The trick is this (copied vebratim from Linux):

#define __is_constexpr(x) (sizeof(int) == sizeof(*(8 ? ((void *)((long)(x) * 0l)) : (int *)8)))

Explanation: if x is a constant expression, then multiplying it by zero yields a constant 0, and casting a constant 0 to void* makes a null pointer constant. And the ternary expression, if one of its sides is a null pointer constant, collapses to the type of the other side (thus the type of the returned pointer will be int*, and the sizeof will match). And if x was not constant, then the lefthand side would not be considered a null pointer constant by type inference, the type of the ternary expression will be void*, and the sizeof check will not match.

With a few more clever tricks, it's even possible to implement a compile-time "type ternary expression", like this: TYPE_IF(2 * 2 == 4, int, long).

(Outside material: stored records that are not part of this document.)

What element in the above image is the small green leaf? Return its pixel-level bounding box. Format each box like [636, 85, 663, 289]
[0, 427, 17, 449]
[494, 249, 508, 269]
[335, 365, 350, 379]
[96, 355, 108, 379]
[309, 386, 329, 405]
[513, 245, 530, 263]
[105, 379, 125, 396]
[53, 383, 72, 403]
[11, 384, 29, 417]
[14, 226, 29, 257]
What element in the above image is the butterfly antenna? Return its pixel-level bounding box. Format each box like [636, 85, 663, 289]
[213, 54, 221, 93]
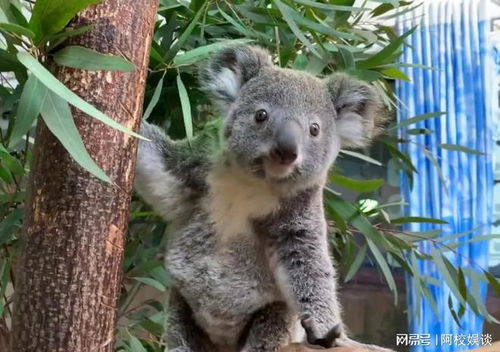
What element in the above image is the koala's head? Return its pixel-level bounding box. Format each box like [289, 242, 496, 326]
[201, 46, 383, 187]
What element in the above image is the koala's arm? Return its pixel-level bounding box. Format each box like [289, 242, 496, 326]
[134, 121, 210, 220]
[268, 191, 345, 347]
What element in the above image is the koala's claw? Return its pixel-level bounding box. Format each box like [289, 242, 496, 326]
[300, 314, 340, 348]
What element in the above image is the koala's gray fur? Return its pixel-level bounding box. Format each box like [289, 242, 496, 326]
[135, 46, 388, 352]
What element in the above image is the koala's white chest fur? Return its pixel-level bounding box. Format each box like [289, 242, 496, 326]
[206, 165, 280, 242]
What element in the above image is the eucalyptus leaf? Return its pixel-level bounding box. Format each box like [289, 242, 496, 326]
[344, 244, 368, 282]
[177, 74, 193, 140]
[142, 72, 166, 120]
[0, 23, 35, 39]
[174, 39, 253, 66]
[0, 49, 23, 72]
[53, 46, 135, 72]
[9, 75, 48, 146]
[17, 53, 146, 139]
[29, 0, 101, 42]
[439, 144, 484, 155]
[41, 91, 111, 183]
[330, 173, 384, 192]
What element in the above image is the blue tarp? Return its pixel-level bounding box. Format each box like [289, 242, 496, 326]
[397, 0, 494, 352]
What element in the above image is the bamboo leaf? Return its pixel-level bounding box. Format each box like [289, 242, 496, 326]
[54, 45, 135, 72]
[439, 144, 484, 155]
[340, 149, 382, 166]
[177, 74, 193, 140]
[330, 173, 384, 192]
[174, 39, 253, 66]
[161, 2, 208, 64]
[143, 71, 166, 120]
[29, 0, 101, 41]
[17, 53, 146, 139]
[391, 216, 448, 224]
[483, 271, 500, 297]
[0, 23, 35, 39]
[41, 92, 111, 183]
[366, 238, 398, 302]
[357, 27, 417, 69]
[130, 335, 148, 352]
[391, 112, 446, 130]
[344, 243, 368, 282]
[133, 277, 166, 292]
[9, 75, 48, 147]
[0, 208, 24, 245]
[273, 0, 320, 56]
[0, 49, 23, 72]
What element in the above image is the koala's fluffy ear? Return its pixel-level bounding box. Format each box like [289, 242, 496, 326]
[326, 73, 387, 148]
[200, 45, 273, 112]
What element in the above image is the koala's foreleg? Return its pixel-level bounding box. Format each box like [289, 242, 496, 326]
[270, 218, 345, 347]
[241, 303, 294, 352]
[165, 288, 216, 352]
[335, 336, 395, 352]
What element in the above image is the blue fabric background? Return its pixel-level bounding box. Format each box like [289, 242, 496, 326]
[397, 0, 494, 352]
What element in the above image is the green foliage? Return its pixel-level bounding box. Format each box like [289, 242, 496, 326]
[0, 0, 500, 352]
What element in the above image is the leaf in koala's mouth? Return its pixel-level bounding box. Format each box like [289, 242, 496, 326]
[263, 158, 297, 181]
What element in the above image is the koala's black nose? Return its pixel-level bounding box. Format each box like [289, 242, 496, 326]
[271, 127, 299, 164]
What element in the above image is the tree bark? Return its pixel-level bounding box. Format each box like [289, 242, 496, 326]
[12, 0, 157, 352]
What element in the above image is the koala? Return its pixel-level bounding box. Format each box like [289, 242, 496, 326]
[135, 45, 389, 352]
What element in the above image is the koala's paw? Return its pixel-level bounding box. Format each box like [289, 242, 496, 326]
[300, 314, 341, 348]
[335, 337, 396, 352]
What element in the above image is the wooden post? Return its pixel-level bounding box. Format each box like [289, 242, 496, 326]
[11, 0, 157, 352]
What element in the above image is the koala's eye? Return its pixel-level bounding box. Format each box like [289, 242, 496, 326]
[255, 109, 268, 123]
[309, 123, 319, 137]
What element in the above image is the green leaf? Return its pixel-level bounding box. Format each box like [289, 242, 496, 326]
[390, 112, 446, 130]
[357, 27, 417, 69]
[130, 335, 148, 352]
[380, 67, 411, 82]
[483, 271, 500, 297]
[430, 248, 465, 304]
[458, 268, 467, 300]
[30, 0, 101, 42]
[273, 0, 321, 56]
[177, 74, 193, 140]
[174, 39, 253, 66]
[0, 208, 24, 245]
[143, 71, 167, 120]
[0, 144, 24, 176]
[344, 243, 368, 282]
[391, 216, 448, 224]
[0, 49, 23, 72]
[54, 45, 135, 72]
[9, 75, 48, 147]
[134, 277, 166, 292]
[366, 238, 398, 302]
[326, 194, 393, 249]
[448, 295, 462, 327]
[0, 23, 35, 39]
[161, 2, 208, 64]
[330, 173, 384, 192]
[41, 92, 111, 183]
[47, 25, 94, 52]
[406, 128, 434, 135]
[439, 144, 484, 155]
[295, 0, 370, 12]
[340, 149, 382, 166]
[17, 53, 146, 139]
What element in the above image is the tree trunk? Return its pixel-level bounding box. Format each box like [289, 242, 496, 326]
[12, 0, 157, 352]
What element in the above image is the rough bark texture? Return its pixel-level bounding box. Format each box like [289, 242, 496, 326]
[12, 0, 157, 352]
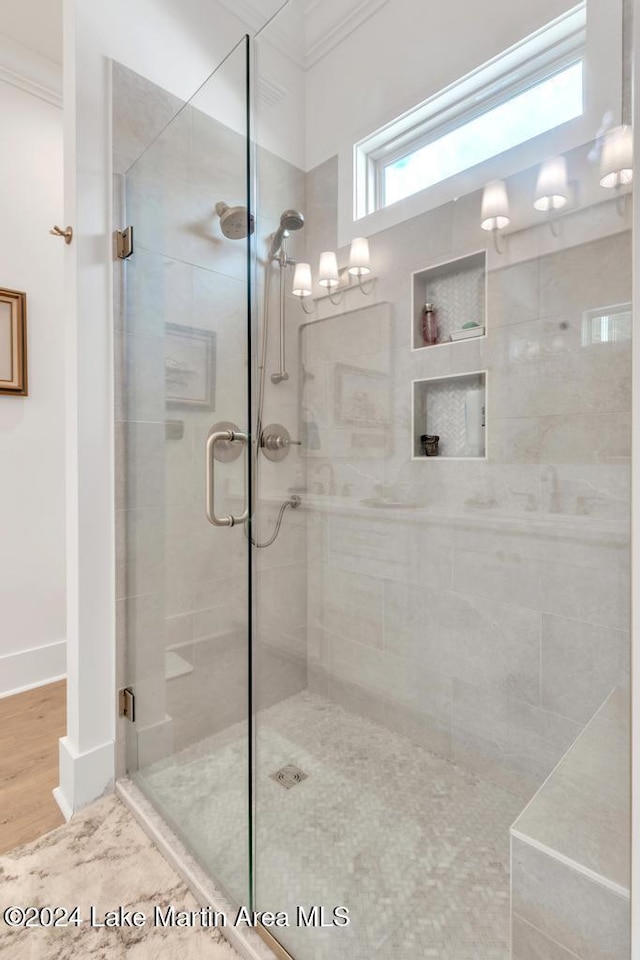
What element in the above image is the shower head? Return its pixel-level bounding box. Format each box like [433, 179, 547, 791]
[280, 210, 304, 230]
[216, 202, 255, 240]
[269, 210, 304, 257]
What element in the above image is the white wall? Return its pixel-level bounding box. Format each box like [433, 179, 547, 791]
[0, 73, 65, 696]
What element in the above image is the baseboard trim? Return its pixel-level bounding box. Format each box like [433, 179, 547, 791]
[53, 737, 115, 820]
[0, 640, 67, 699]
[51, 787, 73, 823]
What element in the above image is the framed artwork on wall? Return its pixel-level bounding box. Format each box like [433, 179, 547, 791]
[165, 323, 216, 410]
[0, 288, 28, 397]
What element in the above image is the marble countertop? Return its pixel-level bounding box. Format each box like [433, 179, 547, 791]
[284, 493, 629, 546]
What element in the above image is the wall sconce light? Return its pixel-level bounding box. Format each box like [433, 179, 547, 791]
[533, 157, 569, 237]
[291, 237, 375, 315]
[480, 180, 511, 254]
[291, 263, 313, 314]
[600, 125, 633, 216]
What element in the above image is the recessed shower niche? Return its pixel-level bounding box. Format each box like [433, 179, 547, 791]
[413, 371, 487, 460]
[411, 250, 487, 350]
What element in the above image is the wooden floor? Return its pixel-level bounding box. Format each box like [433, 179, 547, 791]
[0, 680, 66, 853]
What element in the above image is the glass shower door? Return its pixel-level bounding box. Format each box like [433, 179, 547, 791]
[114, 37, 253, 903]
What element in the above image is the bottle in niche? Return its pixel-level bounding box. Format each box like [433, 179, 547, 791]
[422, 303, 438, 347]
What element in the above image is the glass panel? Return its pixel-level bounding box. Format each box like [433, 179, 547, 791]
[116, 40, 250, 903]
[254, 2, 632, 960]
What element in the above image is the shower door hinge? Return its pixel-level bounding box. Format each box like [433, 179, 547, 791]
[116, 227, 133, 260]
[118, 687, 136, 723]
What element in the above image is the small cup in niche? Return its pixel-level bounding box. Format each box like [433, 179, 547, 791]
[420, 433, 440, 457]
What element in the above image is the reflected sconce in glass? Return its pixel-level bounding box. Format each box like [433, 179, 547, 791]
[291, 237, 375, 315]
[480, 180, 511, 254]
[600, 125, 633, 215]
[533, 157, 569, 237]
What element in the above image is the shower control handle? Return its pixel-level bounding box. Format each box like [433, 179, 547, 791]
[260, 423, 302, 463]
[264, 434, 302, 450]
[206, 430, 249, 527]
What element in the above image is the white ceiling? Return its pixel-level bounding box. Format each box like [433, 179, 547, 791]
[0, 0, 62, 63]
[218, 0, 389, 67]
[0, 0, 388, 75]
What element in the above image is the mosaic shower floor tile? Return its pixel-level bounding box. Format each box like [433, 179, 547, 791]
[138, 692, 522, 960]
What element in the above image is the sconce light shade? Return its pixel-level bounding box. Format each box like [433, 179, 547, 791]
[533, 157, 569, 213]
[600, 126, 633, 190]
[480, 180, 511, 230]
[291, 263, 313, 297]
[318, 250, 340, 290]
[349, 237, 371, 277]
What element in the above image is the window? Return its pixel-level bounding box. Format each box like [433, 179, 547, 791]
[355, 2, 587, 219]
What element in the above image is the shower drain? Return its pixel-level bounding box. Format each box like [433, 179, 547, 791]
[271, 763, 307, 790]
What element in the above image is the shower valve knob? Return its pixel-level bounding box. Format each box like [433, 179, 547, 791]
[260, 423, 302, 461]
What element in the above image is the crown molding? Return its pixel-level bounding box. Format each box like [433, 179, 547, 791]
[218, 0, 389, 70]
[305, 0, 389, 69]
[0, 36, 62, 107]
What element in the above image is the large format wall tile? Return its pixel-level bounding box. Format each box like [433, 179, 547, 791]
[541, 614, 630, 723]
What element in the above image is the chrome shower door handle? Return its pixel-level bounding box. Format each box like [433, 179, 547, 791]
[206, 430, 249, 527]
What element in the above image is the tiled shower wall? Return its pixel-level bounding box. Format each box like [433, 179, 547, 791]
[305, 160, 631, 796]
[114, 64, 306, 766]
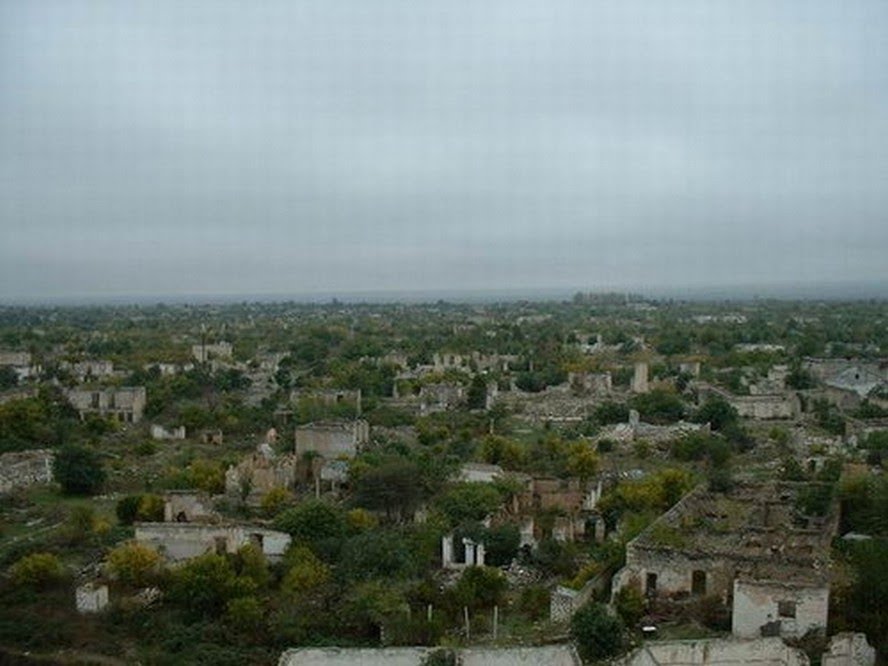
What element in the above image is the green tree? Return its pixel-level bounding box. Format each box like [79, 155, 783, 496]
[437, 483, 503, 526]
[167, 553, 256, 616]
[338, 530, 418, 580]
[570, 603, 624, 662]
[614, 585, 645, 627]
[629, 389, 686, 424]
[274, 499, 347, 558]
[466, 375, 487, 409]
[53, 445, 105, 495]
[9, 553, 65, 588]
[694, 397, 740, 430]
[453, 567, 509, 610]
[482, 523, 521, 567]
[281, 546, 330, 596]
[108, 541, 160, 587]
[353, 460, 422, 519]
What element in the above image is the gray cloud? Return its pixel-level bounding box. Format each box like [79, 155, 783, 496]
[0, 0, 888, 298]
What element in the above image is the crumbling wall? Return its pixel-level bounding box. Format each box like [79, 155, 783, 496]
[820, 632, 876, 666]
[295, 420, 370, 458]
[0, 449, 53, 493]
[731, 579, 829, 638]
[136, 523, 290, 562]
[614, 638, 810, 666]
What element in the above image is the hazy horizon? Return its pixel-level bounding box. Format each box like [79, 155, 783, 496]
[0, 0, 888, 303]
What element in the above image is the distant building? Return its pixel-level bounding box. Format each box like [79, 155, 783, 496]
[295, 420, 370, 459]
[613, 483, 837, 638]
[191, 342, 233, 363]
[65, 386, 147, 423]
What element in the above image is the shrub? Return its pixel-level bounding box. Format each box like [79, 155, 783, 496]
[9, 553, 65, 588]
[518, 585, 549, 620]
[53, 446, 105, 495]
[108, 541, 160, 587]
[570, 603, 624, 661]
[261, 488, 293, 518]
[614, 585, 645, 627]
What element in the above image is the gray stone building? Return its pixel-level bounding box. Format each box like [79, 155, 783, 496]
[65, 386, 148, 423]
[614, 483, 837, 637]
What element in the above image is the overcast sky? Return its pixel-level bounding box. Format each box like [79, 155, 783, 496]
[0, 0, 888, 300]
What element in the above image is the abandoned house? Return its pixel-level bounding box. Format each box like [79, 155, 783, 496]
[0, 449, 53, 493]
[136, 522, 290, 562]
[191, 342, 234, 363]
[225, 441, 296, 504]
[295, 419, 370, 459]
[65, 386, 147, 423]
[163, 490, 221, 523]
[697, 382, 801, 420]
[419, 383, 466, 415]
[290, 389, 361, 416]
[613, 483, 837, 637]
[0, 351, 42, 381]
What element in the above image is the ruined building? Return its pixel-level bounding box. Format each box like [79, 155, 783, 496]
[614, 483, 837, 638]
[65, 386, 147, 423]
[295, 420, 370, 459]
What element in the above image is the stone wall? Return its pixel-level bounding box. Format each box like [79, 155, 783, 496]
[295, 420, 370, 458]
[820, 633, 876, 666]
[136, 523, 290, 562]
[614, 638, 809, 666]
[278, 645, 584, 666]
[731, 579, 829, 638]
[65, 386, 147, 423]
[0, 449, 53, 493]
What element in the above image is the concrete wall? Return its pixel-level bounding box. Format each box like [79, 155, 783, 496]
[731, 579, 829, 638]
[613, 543, 734, 600]
[820, 633, 876, 666]
[614, 638, 809, 666]
[728, 395, 800, 419]
[278, 645, 581, 666]
[0, 449, 53, 493]
[65, 386, 147, 423]
[136, 523, 290, 562]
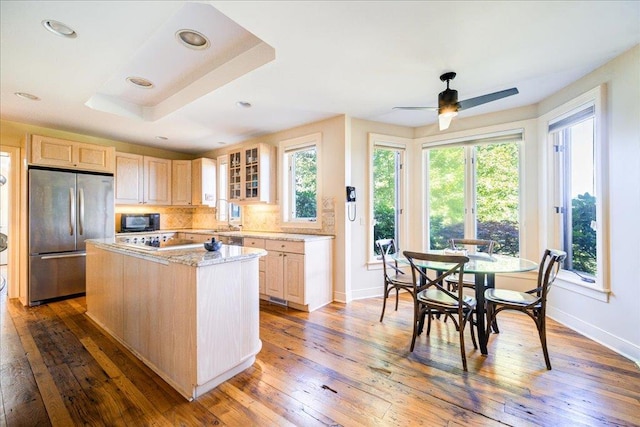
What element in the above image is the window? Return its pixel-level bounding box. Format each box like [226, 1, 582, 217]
[541, 87, 608, 300]
[216, 155, 242, 224]
[280, 133, 321, 228]
[369, 135, 406, 259]
[549, 106, 597, 277]
[425, 132, 522, 255]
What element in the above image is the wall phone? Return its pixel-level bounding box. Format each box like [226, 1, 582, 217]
[347, 185, 356, 202]
[347, 185, 356, 222]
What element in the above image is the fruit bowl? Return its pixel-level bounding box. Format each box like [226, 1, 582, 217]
[204, 238, 222, 252]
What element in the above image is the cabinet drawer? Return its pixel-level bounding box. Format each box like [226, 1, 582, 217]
[242, 237, 265, 249]
[265, 240, 304, 254]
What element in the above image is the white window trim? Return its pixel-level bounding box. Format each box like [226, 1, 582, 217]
[538, 84, 611, 302]
[365, 133, 412, 266]
[278, 132, 323, 230]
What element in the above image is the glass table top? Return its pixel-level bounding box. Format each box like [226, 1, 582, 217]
[391, 250, 538, 273]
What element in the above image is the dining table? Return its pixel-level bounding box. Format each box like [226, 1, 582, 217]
[391, 250, 538, 355]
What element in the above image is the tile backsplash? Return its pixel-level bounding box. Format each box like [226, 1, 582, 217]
[116, 197, 335, 234]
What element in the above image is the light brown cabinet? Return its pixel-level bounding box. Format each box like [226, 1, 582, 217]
[262, 239, 333, 311]
[171, 160, 193, 206]
[115, 153, 172, 205]
[28, 135, 115, 173]
[242, 237, 267, 295]
[228, 144, 276, 203]
[191, 157, 216, 207]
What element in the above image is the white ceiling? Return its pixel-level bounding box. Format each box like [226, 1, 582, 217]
[0, 0, 640, 154]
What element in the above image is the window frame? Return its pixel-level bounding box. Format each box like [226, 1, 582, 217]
[366, 133, 412, 265]
[539, 85, 611, 302]
[421, 130, 526, 256]
[278, 132, 323, 230]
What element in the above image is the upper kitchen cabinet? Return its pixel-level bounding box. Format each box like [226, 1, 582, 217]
[27, 135, 115, 173]
[228, 144, 276, 203]
[171, 160, 192, 206]
[115, 153, 171, 205]
[191, 157, 216, 207]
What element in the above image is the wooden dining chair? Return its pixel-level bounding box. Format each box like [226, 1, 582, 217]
[375, 239, 415, 322]
[403, 251, 478, 371]
[484, 249, 567, 370]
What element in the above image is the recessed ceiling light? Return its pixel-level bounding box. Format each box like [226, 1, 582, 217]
[42, 19, 78, 39]
[127, 77, 153, 89]
[15, 92, 40, 101]
[176, 30, 209, 49]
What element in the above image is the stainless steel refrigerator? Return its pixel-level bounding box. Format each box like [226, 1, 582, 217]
[29, 168, 115, 305]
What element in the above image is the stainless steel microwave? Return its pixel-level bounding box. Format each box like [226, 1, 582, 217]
[120, 214, 160, 233]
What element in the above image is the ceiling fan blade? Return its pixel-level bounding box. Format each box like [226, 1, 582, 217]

This is left as an exercise for the reader.

amelius•6mo ago
This reminds me of the days when Boost was a thing. It was full of tricks like this.
usrnm•6mo ago
It still is a thing, though.
cperciva•6mo ago
With a few more clever tricks...

I did this with my PARSENUM macro (https://github.com/Tarsnap/libcperciva/blob/master/util/pars...) to parse strings into floating-point, unsigned integer, or signed integer types (and check bounds) using a single interface.

bobbyi•6mo ago
I thought this would work:

#define C(x) (sizeof(char[x]), x)

sizeof is a compile-time operation so x need to be known at compile time.

It didn't work as expected. It turns out there is an exception and the standard says that sizeof is actually calculated at runtime specifically for variable length arrays:

> The sizeof operator yields the size (in bytes) of its operand, which may be an expression or the parenthesized name of a type. The size is determined from the type of the operand. The result is an integer. If the type of the operand is a variable length array type, the operand is evaluated; otherwise, the operand is not evaluated and the result is an integer constant.